4. Originally Posted by Rubik
1. In my first code, why do I need to initialize quarters, dimes, pennies, and nickels to 0? Why is that necessary? Because my line of thinking as to why that is unnecessary is: within my IF, I'm assigning a value to quarters ( ex: quarters = (Change / 25); ). It's not as if I'm not defining quarters.
What is the value of that variable if the IF statement is false? Not every one of your if statements will execute every time (or else the "if" would be unnecessary). For example, if you have 22 cents, it never enters the block that would set quarters to anything.

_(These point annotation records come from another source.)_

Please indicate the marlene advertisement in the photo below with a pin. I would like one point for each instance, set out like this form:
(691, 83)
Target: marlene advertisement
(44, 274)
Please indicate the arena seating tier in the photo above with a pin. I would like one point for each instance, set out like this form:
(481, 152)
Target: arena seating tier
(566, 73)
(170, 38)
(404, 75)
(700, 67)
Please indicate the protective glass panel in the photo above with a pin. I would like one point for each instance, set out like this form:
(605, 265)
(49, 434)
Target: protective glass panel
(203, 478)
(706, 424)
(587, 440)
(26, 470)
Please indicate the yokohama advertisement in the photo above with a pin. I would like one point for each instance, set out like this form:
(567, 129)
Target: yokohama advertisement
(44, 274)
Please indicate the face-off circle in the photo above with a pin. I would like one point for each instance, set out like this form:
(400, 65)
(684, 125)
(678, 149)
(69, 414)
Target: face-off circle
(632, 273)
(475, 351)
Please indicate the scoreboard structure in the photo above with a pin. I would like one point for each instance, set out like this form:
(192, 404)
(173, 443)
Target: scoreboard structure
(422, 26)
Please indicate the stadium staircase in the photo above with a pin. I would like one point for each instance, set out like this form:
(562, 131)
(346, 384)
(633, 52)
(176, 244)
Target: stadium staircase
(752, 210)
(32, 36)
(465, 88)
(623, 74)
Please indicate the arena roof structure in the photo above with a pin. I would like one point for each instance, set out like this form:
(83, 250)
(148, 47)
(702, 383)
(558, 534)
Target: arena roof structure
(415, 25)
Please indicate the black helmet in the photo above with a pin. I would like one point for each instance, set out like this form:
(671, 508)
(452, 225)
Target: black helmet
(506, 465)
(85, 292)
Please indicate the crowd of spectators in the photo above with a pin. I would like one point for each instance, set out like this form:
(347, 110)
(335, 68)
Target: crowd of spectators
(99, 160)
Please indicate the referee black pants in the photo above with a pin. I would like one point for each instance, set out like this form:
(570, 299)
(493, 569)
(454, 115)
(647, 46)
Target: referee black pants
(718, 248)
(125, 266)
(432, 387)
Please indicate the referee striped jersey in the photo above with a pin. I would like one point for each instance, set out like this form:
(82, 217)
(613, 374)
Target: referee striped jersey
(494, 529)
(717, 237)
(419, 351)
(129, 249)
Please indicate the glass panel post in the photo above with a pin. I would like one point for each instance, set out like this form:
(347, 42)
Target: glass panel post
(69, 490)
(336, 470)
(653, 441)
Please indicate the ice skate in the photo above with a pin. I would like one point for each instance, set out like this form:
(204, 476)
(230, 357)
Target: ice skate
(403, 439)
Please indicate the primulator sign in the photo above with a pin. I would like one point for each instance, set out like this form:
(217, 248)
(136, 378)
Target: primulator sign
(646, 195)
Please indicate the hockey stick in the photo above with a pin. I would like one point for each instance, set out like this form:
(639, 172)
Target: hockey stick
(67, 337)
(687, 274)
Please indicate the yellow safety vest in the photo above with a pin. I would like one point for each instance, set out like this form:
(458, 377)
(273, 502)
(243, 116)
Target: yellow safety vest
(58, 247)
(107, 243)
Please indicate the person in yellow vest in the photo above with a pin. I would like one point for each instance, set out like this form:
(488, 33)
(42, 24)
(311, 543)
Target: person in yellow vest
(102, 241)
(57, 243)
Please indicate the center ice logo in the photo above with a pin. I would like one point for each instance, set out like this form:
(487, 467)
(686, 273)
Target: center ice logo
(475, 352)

2. Basically, what I've gathered from this is that EVEN if I redefine a variable using the same name within a function such as IF (in the first code), for example, that carries over, even if it's inside curly brackets. For example, in my first code, using user input 0.37 for example, in the first if, Change is 37, and then Change becomes 37%25 (which is 12), and so in the second if, it's basically
if (Change >= 10) where Change is 12
but I'm confused by c99tutorial's comment about how if it's defined within curly brackets and within a function such as IF, it does NOT carry over and it is a local variable confined to only within the curly brackets.

Thank you so much!
Be very, very, very careful about terminology. You're simply changing a variable's value; that's not really called "redefining". You're not "using the same name", you're using the same VARIABLE.

In your code, there is one and only one variable named Change. Its value may be reassigned by various expressions, but you are never creating a new variable. You're just putting different values into the single variable you already created.

What he means about scope is that a variable only exists within the set of curly braces in which it is declared.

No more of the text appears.